岩屋堂

いわやどう


伝承地 瀬戸市岩屋町
 時代背景 行基菩薩は、河内国大鳥郡(現在の大阪府堺市)に生まれる。681年に出家、官大寺で法相宗などの教学を学び、集団を形成して関西地方を中心に貧民救済、治水、架橋などに活躍した。
 瀬戸に住んでいる皆さんは、品野の岩屋堂というところを知っていますね。ここには、こんなお話があるのです。
 今から一二〇〇年ぐらい前に、行基(ぎょうぎ)というお坊さんがいました。
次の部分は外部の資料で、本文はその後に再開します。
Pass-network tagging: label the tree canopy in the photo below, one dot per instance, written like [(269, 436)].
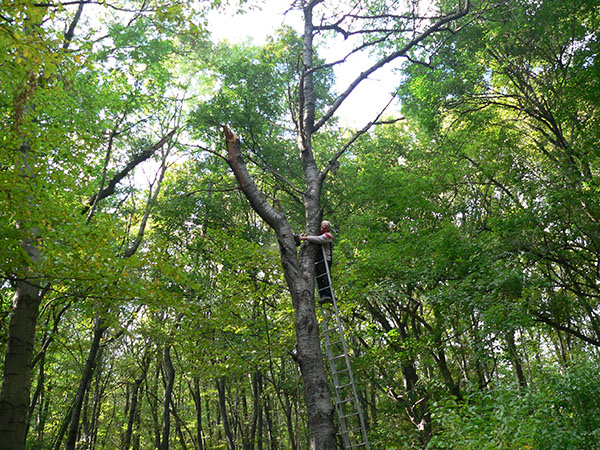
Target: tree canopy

行基は、勉強のために、日本中いろいろなところを歩きました。※1
 あるとき、品野へやって来ました。岩屋堂の大きな石のほら穴と近くの滝を見て、
「これは良いところへ来た。ひとつここで、もっと立派な坊さんになれるよう勉強をしよう。」と、言って、一生けんめい勉強をはじめました。
 ちょうどそのころ、都(みやこ)では聖武天皇(しょうむてんのう)が、おもい病気で苦しんでいました。それを聞いた行基は、天皇が早く直るようにお祈りをしました。オオカヤの木を切り、仏さまを三つ作りました。一つはお薬師さまで、ほかの二つは観音さまです。これを作るとき、ひと削りしては、
「天皇の病気が早く直りますように。」と、三回お祈りをするという心のこもった作りかたでした。その熱心な姿を見て、まわりのいろいろな鳥が、木の実などを運んで来てお供えするのでした。
 行基の作った三つの仏さまは、今でも岩屋堂のほら穴に祀ってあり、多くの人がお参りにきています。